Prostate tumors express high levels of transforming growth factor‐β1 (TGF‐β1) and seem to acquire resistance to its antiproliferative effects with tumor progression. Moreover, TGF‐β1 could be involved in tumor‐promoting processes such as angiogenesis, cell migration, and immunosuppression.

Immunoreactivity for TGF‐β1 and its receptors type I and type II (TGFβ‐RI and TGFβ‐RII), tumor vascular count, and cell proliferation were studied in 73 cases of prostate cancer, diagnosed between 1975–1983 and followed with surveillance.

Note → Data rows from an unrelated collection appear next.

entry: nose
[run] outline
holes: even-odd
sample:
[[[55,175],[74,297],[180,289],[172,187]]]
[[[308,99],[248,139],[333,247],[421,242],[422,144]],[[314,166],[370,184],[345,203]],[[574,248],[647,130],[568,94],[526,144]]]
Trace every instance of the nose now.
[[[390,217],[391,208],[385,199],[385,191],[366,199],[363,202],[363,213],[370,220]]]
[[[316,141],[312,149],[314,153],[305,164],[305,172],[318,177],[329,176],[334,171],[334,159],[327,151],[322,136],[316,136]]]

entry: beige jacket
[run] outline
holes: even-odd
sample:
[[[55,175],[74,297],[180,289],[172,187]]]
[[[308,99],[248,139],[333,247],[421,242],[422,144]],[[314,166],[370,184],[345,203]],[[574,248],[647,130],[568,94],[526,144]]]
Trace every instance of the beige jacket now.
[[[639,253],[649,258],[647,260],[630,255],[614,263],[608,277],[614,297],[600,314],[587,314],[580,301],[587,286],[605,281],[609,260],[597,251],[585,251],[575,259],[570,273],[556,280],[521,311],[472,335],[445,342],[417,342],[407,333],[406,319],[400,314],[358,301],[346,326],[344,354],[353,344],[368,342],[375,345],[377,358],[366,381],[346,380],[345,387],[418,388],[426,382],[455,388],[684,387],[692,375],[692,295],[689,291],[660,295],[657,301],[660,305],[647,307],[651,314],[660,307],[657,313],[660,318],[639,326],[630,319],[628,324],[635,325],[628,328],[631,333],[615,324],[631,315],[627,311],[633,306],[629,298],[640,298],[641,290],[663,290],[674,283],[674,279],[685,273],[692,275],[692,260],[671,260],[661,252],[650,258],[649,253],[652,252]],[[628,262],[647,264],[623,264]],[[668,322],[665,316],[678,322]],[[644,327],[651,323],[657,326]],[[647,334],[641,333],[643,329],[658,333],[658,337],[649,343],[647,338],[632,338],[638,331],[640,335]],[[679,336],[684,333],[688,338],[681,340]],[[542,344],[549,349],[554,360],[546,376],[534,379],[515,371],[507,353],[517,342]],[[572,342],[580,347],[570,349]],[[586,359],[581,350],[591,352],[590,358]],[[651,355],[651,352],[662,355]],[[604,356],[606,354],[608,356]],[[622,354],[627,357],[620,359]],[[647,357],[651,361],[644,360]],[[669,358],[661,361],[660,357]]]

Patients with tumor overproduction of TGF‐β1 had shorter median cancer‐specific survival than patients with normal TGF‐β1 immunoreactivity (5.0 vs. 10 years, P = 0.006). Furthermore, increased TGF‐β1 staining was associated with tumor grade, high vascular counts, and metastasis (P = 0.02, 0.02, and 0.01, respectively). Patients with loss of tumor TGFβ‐RII expression in combination with TGF‐β1 overproduction showed particularly short survival (2.6 vs. 10 years, P = 0.0000), when compared to patients with normal immunoreactivity.

Overproduction of TGF‐β1 and loss of TGFβ‐RII expression are associated with poor clinical outcome in prostate cancer, and TGF‐β1 may promote tumor progression by stimulating angiogenesis and metastasis. Prostate 37:19–29, 1998. © 1998 Wiley‐Liss, Inc.